By now, People Were Looking At Us, and I was irritated as all hell over the whole damn thing. My 4-year-old gave me another battle over who got to place the books up on the counter so I could pay for them, and People Were STILL Looking At Us. I could feel their judgemental eyes upon me and kept my eyes unfocused and then asked the clerk if I could pre-order Harry Potter. He told me I needed to go to the Information Desk for that, so I backtracked through the store to the Information Desk and waited for a clerk while my 4-year-old tugged at me and told me repeatedly that she was quite ready to go.
The clerk’s name was Susan. It said so on her employee identification badge. I told her I wished to pre-order Harry Potter. She sighed and took down my information and entered it into a computer. Then she rattled off an admonition that I should not expect to receive a personalized phone call telling me the book was in because of the high quantity of pre-orders they had already received. At best, I’d get an automated recording.
I asked her if she anticipated a long line of people on the day of release. And she then proceeded to tell me (eyes rolling and chest heaving in overly-theatrical exasperation) that she couldn’t really say for sure how it would go, but that Harry Potter releases were the reason she’d gotten out of the book-selling business. Harry Potter releases had been, apparently, the LAST STRAW.

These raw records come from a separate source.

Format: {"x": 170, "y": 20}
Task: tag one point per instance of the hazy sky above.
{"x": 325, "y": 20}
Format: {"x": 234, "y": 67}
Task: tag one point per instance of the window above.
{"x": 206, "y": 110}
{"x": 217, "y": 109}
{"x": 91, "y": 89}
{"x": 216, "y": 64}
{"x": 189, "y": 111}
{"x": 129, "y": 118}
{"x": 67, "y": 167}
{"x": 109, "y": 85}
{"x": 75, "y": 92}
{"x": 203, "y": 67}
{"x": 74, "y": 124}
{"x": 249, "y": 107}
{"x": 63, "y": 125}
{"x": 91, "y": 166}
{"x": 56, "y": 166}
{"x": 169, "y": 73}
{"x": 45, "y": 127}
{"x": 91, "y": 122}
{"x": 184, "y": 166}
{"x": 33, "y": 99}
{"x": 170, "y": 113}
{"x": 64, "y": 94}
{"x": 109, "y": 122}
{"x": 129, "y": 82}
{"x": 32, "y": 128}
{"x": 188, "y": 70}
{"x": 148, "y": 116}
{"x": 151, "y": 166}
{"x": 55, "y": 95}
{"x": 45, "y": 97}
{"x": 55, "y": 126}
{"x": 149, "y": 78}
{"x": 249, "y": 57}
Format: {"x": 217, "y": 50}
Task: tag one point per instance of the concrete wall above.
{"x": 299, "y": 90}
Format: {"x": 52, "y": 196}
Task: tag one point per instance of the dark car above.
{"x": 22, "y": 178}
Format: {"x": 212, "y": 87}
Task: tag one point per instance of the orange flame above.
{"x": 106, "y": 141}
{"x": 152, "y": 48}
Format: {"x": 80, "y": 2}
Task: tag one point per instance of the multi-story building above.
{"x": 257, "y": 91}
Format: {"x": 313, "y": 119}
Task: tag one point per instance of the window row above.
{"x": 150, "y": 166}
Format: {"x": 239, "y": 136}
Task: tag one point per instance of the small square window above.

“Book 6 was that bad, huh?” I said with a small smile to this woman who had been so psychologically traumatized by Harry Potter release dates.
(And all the time I was wondering if she’d noticed yet that she had accidentally STUMBLED BACK INTO the bookselling business, and I was wondering if I should maybe point it out to her. Just in case she hadn’t noticed.)
“Oh, I didn’t DO Book 6,” she assured me. “I’m talking about Book 5.”
I left soon after with a receipt for my pre-order, a cranky preschooler, and the beginnings of a headache. I told my husband the whole story later that night and told him I was thinking about maybe just driving over to Target on July 23. Maybe Target won’t have long lines. They certainly won’t have Susan, the-bookseller-who’s-not-in-the-bookselling-business-anymore. If Target has long lines, I’ll just go on over to Borders and pick up my pre-order. But maybe Target will be my best bet.
He knowingly narrowed his eyes at me and said: “We’re gonna end up with two copies of this book just like last time, aren’t we?”
I promised him that wouldn’t happen. I’m pretty sure it’s a promise I’ll keep. Yeah, pretty sure. Sort of.